According to the National Drought Monitor, drought covers 55.45% of the contiguous U.S., which is down marginally from 56.18% last week and down dramatically from 76.16 a year ago. Moisture from the intense Thanksgiving week storms helped to alleviate dryness in the East while cool temperatures kept drought conditions from intensifying over most of the contiguous U.S.
For the Midwest and Central and Northern Plains the monitor notes the area remained status quo for the week. Moderate to cool temperatures and areas of frozen soil led to no change in the drought depiction in the region.
For the Southern Plains and into the South the monitor states beneficial rains fell from eastern Texas, through southern Louisiana, and into Mississippi. Areas of Abnormal Dryness (D0) were alleviated in those areas. The lack of precipitation in other parts of Texas led to an expansion of Extreme (D3) and Severe Drought (D2) in the Panhandle and Severe (D2) and moderate Drought (D1) in the southern part of the state. Despite other parts of the region receiving little precipitation, drought status did not change. Cool temperatures helped mitigate impacts from the lack of precipitation.

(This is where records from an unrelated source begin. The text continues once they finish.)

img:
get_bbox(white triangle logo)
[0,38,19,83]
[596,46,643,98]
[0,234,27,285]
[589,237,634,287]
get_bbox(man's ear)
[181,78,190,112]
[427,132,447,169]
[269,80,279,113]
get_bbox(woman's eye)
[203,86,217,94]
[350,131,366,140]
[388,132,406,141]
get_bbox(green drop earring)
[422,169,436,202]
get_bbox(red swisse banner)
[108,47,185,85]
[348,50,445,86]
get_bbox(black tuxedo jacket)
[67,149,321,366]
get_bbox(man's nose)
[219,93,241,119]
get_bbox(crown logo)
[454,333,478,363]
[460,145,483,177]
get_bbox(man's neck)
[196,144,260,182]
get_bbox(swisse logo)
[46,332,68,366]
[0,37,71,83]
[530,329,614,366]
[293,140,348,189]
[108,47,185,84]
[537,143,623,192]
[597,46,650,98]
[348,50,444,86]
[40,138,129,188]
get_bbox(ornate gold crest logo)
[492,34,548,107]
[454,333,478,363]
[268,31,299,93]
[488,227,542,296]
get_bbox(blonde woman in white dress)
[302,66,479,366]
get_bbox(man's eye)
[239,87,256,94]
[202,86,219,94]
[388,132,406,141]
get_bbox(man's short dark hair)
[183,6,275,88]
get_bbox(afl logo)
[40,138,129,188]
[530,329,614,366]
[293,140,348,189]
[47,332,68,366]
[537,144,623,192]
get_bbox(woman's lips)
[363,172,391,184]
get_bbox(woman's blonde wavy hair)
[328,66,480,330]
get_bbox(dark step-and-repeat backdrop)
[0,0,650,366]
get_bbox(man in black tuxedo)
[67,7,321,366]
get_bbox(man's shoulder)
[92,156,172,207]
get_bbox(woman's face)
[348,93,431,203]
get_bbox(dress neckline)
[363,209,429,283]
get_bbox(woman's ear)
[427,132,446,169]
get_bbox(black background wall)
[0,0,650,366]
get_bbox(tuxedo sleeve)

In the West, the monitor states abnormal dryness (D0) expanded in the northern Cascade Mountains in Oregon and Washington as well as on the Oregon Coast. These areas have missed most of the recent precipitation that has fallen around the Northwest and have significant deficits for the year. The rest of the West remains unchanged this week.
In its seven-day outlook, the monitor says during the Dec. 5-9, 2013 time period, precipitation is forecast along much of the eastern U.S., from the Southern Plains extending into New England. An above normal chance of precipitation is also present across areas of the West, particularly in the Southwest. Temperatures are expected to be below-normal across the country, with the exception of the East Coast during this time. For the ensuing 5 days (December 10-14, 2013), the odds favor above-normal temperatures in the Southeast. Normal to below-normal temperatures are favored across the rest of the contiguous U.S. Above-normal precipitation is likely across most of the eastern third of the country, from the Pacific coast, through the Rockies and into the northern Plains. The eastern Southwest and the Central and Southern Plains, as well as the southwestern Midwest and southern Alaska are likely to see below-normal precipitation.